Does "Big Data" Have a Ramsey Theory Problem?

1.9k Views Asked by At

I'm erring on the side of conservatism asking here rather than MO, as it is possible this is a complex question.

"Big Data" is the Silicon Valley term for the issues surrounding the huge amounts of data being produced by the global IT structure. Advanced mathematics is starting to pay attention to this, with very early thoughts on topological approaches. For example, see the Wiki here.

But one obvious way to think about patterns in Big Data is as polychromatic colored complete graphs: let the vertices be your data, let the edges represent relations between data, and let the colors be specific relations (which are the objective of Big Data visualization), with some neutral color representing no relation.

By the very definition of Big Data and Ramsey Theory, this virtually guarantees the existence of monochromatic complete subgraphs which may be nothing but spurious relations that must exist because of Ramsey Theory.

I am NOT a graph theorist in any way. So what I am asking specifically is this:

Are there other techniques that can be overlayed on to a graph theoretical approach that add information that the monochromatic subgraphs are real "signal" and not Ramsey noise? Or, am I misunderstanding, and the Ramsey structures are not actually noise?

3

There are 3 best solutions below

2
On BEST ANSWER

As requested, I'll post the comment above as an answer:

The OP is right that there are inevitably patterns in large data sets, and in fact often ones of the sort that we want to find. Here are a couple of very common examples.

In statistics, traditionally you do "hypothesis testing" where you try to find evidence for or against the hypothesis that a parameter has a particular value, for example that the mean height of American males is 5'11''. You do this by measuring the mean height of a sample and then seeing if it is "significantly" different from 5'11''. The problem is, if your sample is big enough, it is always "significantly different", because significance, whatever that is, increases with the size of the sample.
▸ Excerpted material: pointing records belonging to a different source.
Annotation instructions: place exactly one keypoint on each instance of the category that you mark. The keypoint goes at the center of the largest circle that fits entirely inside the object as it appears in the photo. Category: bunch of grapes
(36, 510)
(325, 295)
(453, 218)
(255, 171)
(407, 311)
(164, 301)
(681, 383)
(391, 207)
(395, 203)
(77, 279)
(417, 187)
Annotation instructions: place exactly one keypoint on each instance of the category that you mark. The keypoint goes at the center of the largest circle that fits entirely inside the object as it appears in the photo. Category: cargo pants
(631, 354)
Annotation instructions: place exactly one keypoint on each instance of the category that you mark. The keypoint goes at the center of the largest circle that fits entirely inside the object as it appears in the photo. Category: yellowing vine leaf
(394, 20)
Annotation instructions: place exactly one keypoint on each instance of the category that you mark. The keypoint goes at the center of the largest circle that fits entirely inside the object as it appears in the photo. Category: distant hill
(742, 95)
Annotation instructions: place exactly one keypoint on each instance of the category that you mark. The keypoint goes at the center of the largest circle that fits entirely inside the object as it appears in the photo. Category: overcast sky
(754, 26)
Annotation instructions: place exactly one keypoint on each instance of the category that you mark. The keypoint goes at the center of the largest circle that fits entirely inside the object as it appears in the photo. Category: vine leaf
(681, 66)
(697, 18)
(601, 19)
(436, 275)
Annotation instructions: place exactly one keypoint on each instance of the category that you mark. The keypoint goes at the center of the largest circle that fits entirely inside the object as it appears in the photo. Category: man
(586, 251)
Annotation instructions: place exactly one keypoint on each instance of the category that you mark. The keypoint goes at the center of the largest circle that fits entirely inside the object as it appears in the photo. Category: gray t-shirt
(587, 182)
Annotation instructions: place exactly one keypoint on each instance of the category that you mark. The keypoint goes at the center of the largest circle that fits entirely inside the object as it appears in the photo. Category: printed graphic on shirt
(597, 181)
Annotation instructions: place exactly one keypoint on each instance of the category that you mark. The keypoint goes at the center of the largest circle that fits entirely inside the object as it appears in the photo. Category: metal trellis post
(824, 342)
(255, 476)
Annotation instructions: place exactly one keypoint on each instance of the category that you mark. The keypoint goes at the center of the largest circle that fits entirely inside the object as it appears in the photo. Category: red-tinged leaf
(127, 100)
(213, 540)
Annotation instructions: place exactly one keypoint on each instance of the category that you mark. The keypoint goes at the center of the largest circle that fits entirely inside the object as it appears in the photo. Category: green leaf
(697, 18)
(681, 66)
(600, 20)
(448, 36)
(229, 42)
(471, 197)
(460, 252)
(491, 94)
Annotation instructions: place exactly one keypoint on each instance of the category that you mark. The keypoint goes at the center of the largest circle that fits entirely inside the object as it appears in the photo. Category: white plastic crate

Another example is finance, where people called technical analysts look for support and resistance patterns, which is where a price keeps declining after reaching a certain value (say \$20), and then bouncing back up again. This is evidence that people are selling when the price reaches \$20 and taking their profits. However, such patterns also very commonly appear in random walks, so it is often not clear whether they represnt anything real about the financial situation.

It is said that "If you torture the data for long enough, it will confess." Some people use the term Data Mining in a perjorative sense to refer to finding patterns which aren't really there, in a sense that all sufficiently large data sets should contain such patterns just by chance.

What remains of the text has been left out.